Véritable pépite chez Vertigo (sorti il y a 3 ans en VO), le nouveau graphic novel de Grant Morrison mêle la lutte contre la maladie et l’épopée pour délivrer un récit d’aventure touchant à lire absolument. Découvrez Joe l’Aventure Intérieure.
En dehors de sa relecture particulière des héros de Marvel ou DC, Grant Morrison est l’un des rare scénariste à s’aventurer dans des récits particuliers dans lesquels il peut montrer une toute autre facette de son travail ou expérimenter de nouvelles choses en termes de narration. Il en avait d’ailleurs fait preuve sur Nou3 en prenant pour héros des animaux dans une histoire particulièrement violente.
Cette fois, il s’associe à un jeune artiste en train de monter dans le label adulte de DC avec American Vampire Legacy, Sean Murphy, pour raconter l’aventure de Joe, un garçon normal ou presque puisqu’il souffre du diabète et risque donc régulièrement de tomber dans des crises d’hypoglycémie. Et c’est pendant l’une d’elles qu’il va vivre une expérience inédite, une véritable épopée. Car dans sa crise, il commence à délirer et le chemin qui le mènera de sa chambre à la cuisine pour trouver du sucre deviendra un véritable parcours du combattant.

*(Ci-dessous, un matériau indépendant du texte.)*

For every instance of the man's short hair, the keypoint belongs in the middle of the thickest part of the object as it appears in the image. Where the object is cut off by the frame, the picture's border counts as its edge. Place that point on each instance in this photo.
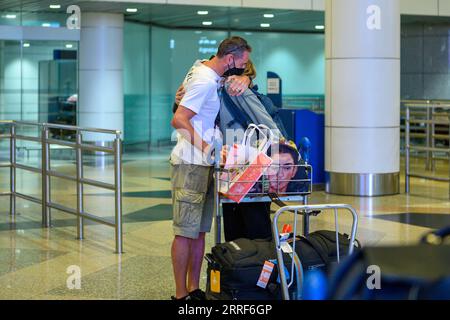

L’histoire aurait pu être simple et très mièvre en s’intéressant au quotidien de ce jeune diabétique et voir tout le monde s’apitoyer sur son sort, entre séjours à l’hôpital et parents larmoyants. Grant Morrison va tout de suite balayer ces poncifs pour faire du combat contre la maladie et contre la mort une véritable aventure. Dans le délire malade de ce garçon solitaire qui a perdu son père et dont la mère a du mal à joindre les deux bouts, les jouets prennent vie, son rat devient un grand guerrier, le robinet devient une cascade, l’ombre un ennemi implacable.
L’imagination de Joe prend le pas pour nous entrainer dans une lutte épique et en même temps très intimiste puisque nous restons quoi qu’il arrive dans le cadre de cette maison qui se transforme dans l’esprit de Joe en terre de légende et de batailles. Le récit tire ainsi sa force de cette lutte pour la survie du garçon mais aussi par l’apprentissage de la vie adulte qu’il fait dans le même temps. Car dans cette aventure, il devient aussi le responsable d’un monde, de personnages qu’il sait fictifs mais auxquels on s’attache.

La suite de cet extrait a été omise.